By Ayanna Alexander, Contributing Writer
Posted 12:30 AM EST, Thurs., Feb. 16, 2017
Track star Alice Coachman made history as the first Black woman to win an Olympic Gold medalist at the 1948 London Games. Setting the high jump record at roughly 5-foot-6 and 1/8 inches, Coachman claimed the victory.
Though she broke many records in her collegiate and professional career, Coachman went on to retire Olympic veterans and assist young athletes through the Alice Coachman Track and Field Foundation, which was founded in 1994. She was also the first Black woman to endorse an international product in 1952, after Coca-Cola made her a spokesperson.
Coachman received backlash for being a black girl who excelled in the world of sports, even her own family did not support her aspirations. According to author Heather Lange, Coachman’s father felt “girls should be dainty and sit on the porch and drink tea and not do sports.”
It was because of this, Coachman said that she didn’t have many female playmates.
“I was really a boy in the sight of the other boys I was playing with,” Coachman said during a 2004 interview with NPR. “And when I look back, maybe if I hadn’t played with them, I wouldn’t have been as good as I am. That was my competition right there.”
At age 24, Coachman got her chance to compete in the 1948 London Games. After she won, she was presented the gold medal by King George VI and was honored as, not only the first black woman to win the gold medal, but also as the only American woman to win gold in track and field at the Games.
Unfortunately, she had to return to America’s reality after the games. She returned to the segregated south. During her victory ceremony in her hometown of Albany, Georgia, Coachman had to enter and exit through a side door.
Some believe Coachman wasn’t widely remembered because she couldn’t participate in Olympic Games prior to 1948, since they were cancelled.
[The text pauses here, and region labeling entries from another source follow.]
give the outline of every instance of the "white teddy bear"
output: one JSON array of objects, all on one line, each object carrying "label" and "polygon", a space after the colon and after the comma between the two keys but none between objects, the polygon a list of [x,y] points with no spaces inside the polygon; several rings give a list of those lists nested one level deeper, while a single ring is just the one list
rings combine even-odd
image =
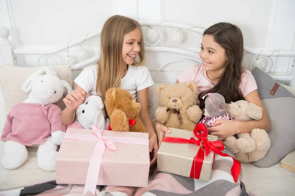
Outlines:
[{"label": "white teddy bear", "polygon": [[110,120],[106,118],[103,102],[99,96],[88,97],[76,111],[76,120],[68,128],[90,129],[93,124],[101,130],[107,129]]},{"label": "white teddy bear", "polygon": [[51,67],[42,67],[28,78],[22,89],[30,91],[29,97],[11,109],[3,129],[1,140],[6,141],[3,168],[18,168],[28,158],[26,146],[38,146],[38,166],[46,171],[55,170],[58,145],[61,143],[66,126],[61,122],[61,110],[53,103],[61,98],[64,87],[68,93],[73,90]]}]

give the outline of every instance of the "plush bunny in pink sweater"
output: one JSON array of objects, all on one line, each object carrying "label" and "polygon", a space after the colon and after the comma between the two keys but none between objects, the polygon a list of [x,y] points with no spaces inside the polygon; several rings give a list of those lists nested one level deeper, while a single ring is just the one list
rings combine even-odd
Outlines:
[{"label": "plush bunny in pink sweater", "polygon": [[67,93],[73,90],[50,67],[40,68],[27,80],[22,89],[30,92],[29,97],[12,108],[1,136],[6,141],[3,168],[13,169],[21,166],[28,158],[26,146],[38,144],[38,166],[46,171],[55,170],[57,147],[66,126],[61,122],[61,110],[53,104],[61,98],[64,87]]}]

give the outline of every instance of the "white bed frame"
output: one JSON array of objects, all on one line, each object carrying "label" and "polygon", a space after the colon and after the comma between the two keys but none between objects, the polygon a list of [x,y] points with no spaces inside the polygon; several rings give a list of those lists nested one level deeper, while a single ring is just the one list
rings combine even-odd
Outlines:
[{"label": "white bed frame", "polygon": [[[170,69],[166,67],[166,66],[172,64],[175,62],[181,62],[183,63],[185,62],[190,64],[197,64],[201,62],[199,56],[200,49],[184,48],[179,49],[175,47],[163,47],[159,46],[163,45],[163,35],[164,29],[165,28],[172,28],[176,29],[181,29],[182,30],[189,31],[196,34],[197,37],[202,37],[203,33],[204,31],[204,29],[200,28],[191,26],[185,24],[177,23],[170,22],[147,22],[140,21],[141,24],[144,32],[147,28],[153,27],[156,28],[159,32],[159,39],[158,41],[156,41],[155,44],[149,44],[146,43],[146,51],[147,51],[147,67],[149,69],[153,78],[159,82],[158,83],[173,83],[175,82],[175,79],[174,81],[171,80],[171,77],[167,76],[168,73],[174,73],[172,74],[175,75],[176,78],[176,76],[179,74],[182,70],[184,69],[183,66],[174,66],[174,67],[171,67]],[[0,56],[2,59],[2,64],[18,66],[18,56],[19,55],[49,55],[58,54],[59,52],[66,51],[67,48],[70,48],[75,45],[82,43],[85,39],[87,41],[93,38],[99,36],[100,32],[97,31],[94,33],[89,33],[87,37],[83,37],[75,40],[71,41],[68,43],[65,43],[64,44],[56,46],[50,48],[41,49],[33,49],[31,47],[28,47],[26,46],[16,47],[12,44],[11,41],[8,39],[9,35],[9,29],[4,27],[0,28],[0,36],[2,37],[2,41],[1,43],[1,53]],[[199,38],[201,39],[201,38]],[[199,40],[200,41],[201,40]],[[99,54],[99,47],[94,50],[95,53]],[[249,48],[246,46],[244,47],[244,51],[245,55],[252,54],[250,56],[250,60],[248,62],[244,62],[244,66],[248,69],[253,68],[253,66],[251,66],[251,63],[253,63],[254,59],[256,58],[255,56],[259,56],[260,57],[263,57],[267,60],[267,62],[270,64],[270,68],[268,69],[271,70],[273,67],[274,60],[272,60],[271,57],[274,57],[275,62],[276,63],[277,58],[281,56],[289,56],[290,57],[290,62],[289,67],[287,70],[284,75],[281,73],[275,72],[275,70],[273,72],[268,72],[271,76],[276,80],[279,81],[284,81],[285,84],[290,86],[295,86],[295,51],[278,51],[278,50],[262,50],[261,49]],[[150,66],[148,64],[148,54],[156,53],[166,53],[169,54],[173,54],[170,55],[169,57],[166,58],[165,60],[166,62],[163,64],[157,65],[155,67],[154,66]],[[171,58],[171,57],[173,56]],[[72,70],[81,69],[86,66],[89,65],[96,62],[99,59],[99,55],[94,55],[90,58],[84,60],[82,62],[76,63],[71,66]],[[167,59],[169,60],[167,61]],[[162,63],[162,62],[161,62]],[[179,63],[178,63],[179,64]],[[275,66],[276,65],[274,65]],[[167,66],[169,67],[169,66]],[[176,68],[177,67],[177,68]],[[161,74],[160,74],[161,73]],[[159,76],[161,75],[161,76]],[[160,78],[157,81],[158,78],[156,79],[156,76],[158,76],[158,78]],[[173,77],[172,77],[173,78]]]}]

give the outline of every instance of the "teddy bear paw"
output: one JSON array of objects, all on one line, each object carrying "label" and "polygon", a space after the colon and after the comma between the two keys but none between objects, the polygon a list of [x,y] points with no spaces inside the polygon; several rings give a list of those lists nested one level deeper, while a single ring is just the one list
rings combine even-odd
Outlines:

She was finally recognized at the 1996 Atlanta Olympic Games as one of the “100 greatest Olympic athletes in history”. Seven years later, she was inducted in the U.S. Olympic Hall of Fame.
Despite the lack of recognition, Coachman still felt she made a difference in the Black community. She told The New York Times that she “made a difference among the Blacks, being one of the leaders”.
“If I had gone to the games and failed, there wouldn’t be anyone to follow in my footsteps,” Coachman said.